What madness, and its in a getto.

8/21/2006 05:07:00 PM  
Anonymous Anonymous said...

How much more can the taxpayers of
NJ take?

It's not only Newark, but all
over.

Whats the answer?

Whats going to be left here in NJ?

8/21/2006 05:10:00 PM  
Anonymous Anonymous said...

I think booker is doing his best in Newark, but you guys are right Newark new 2 families are way over priced. 5 years ago these were selling for 225,00. Now upwards of 550000 plus in questionable neighborhoods. Developers got rich off of buying lots for pennies on the dollar, these home must cost them about 180000 to build (cookie cutter) then sell to some sucker from NYC for $500,000. When there is no more buyer willing to pay 500,000 developers will leave Newark and all of a sudden the redevelpment of Newark will stop.

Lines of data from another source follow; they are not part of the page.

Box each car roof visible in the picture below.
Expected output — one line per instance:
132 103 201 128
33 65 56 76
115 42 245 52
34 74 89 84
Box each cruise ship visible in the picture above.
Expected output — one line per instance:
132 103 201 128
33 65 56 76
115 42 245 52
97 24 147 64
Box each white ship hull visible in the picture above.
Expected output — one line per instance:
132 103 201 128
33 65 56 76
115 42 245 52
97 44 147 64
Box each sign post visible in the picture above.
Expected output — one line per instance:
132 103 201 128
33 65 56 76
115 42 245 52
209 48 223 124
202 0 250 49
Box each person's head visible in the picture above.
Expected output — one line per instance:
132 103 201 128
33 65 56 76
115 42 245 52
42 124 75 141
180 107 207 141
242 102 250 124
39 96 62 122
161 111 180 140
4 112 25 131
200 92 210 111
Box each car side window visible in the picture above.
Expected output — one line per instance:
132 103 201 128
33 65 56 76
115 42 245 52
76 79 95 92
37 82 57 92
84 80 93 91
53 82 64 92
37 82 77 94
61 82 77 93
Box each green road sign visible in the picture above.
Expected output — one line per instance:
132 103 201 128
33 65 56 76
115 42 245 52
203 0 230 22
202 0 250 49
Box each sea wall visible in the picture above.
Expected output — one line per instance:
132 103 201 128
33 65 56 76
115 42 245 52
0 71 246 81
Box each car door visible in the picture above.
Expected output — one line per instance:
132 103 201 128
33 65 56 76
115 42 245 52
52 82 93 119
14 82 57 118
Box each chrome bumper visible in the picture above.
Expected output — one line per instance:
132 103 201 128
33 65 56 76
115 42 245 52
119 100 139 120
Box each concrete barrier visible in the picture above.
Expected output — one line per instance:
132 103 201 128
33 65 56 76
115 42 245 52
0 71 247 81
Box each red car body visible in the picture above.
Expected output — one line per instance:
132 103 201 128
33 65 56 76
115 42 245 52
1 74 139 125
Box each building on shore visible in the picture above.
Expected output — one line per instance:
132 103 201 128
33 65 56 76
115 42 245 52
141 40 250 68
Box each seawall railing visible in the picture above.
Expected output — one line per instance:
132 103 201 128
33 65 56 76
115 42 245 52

Any thoughts of the redevelpoment of downtown Newark water front? And the devils Stadium? What about Harrison and the soccer stadium?

8/21/2006 11:30:00 PM  
Anonymous LeeS said...

Not even $180,000, if you've been around for the construction of any of them, you KNOW how badly the cut corners.

8/22/2006 10:18:00 AM  
Anonymous Newarker said...

You have to realize that this was long overdue. James, like Whitman, spent his long tenure cooking the books. It's better to take the pain now rather than when it gets really bad (as the State is now having to do). Even so, Newark still has one of the lowest property tax rates in Northern New Jersey. And while I agree that the new construction is way too overpriced (and often shoddily constructed), many of the older buildings are in fact undervalued. Just look downtown-I saw some elegant and well-kept brownstones on a nice street near NJPAC. They were on the market for 500-700k. They would easily fetch twice that price in JC or Hoboken. In Forest Hill and Ivy Hill, you can still get a pristine French Tudor or Georgian for those kind of prices, whereas you'd be lucky to get something comparable for under a million in Montclair. I actually know someone born and raised in Glen Ridge who bought and spent two years restoring a mansion there. It's awful to say, but pricing up the good pre-war housing stock is the best way to make sure it doesn't decay. It will also spur development outside of downtown, which is really picking up. I've seen rehabbing all over the place. Newark can't stay a poverty sink if things are to improve-income diversity is a must.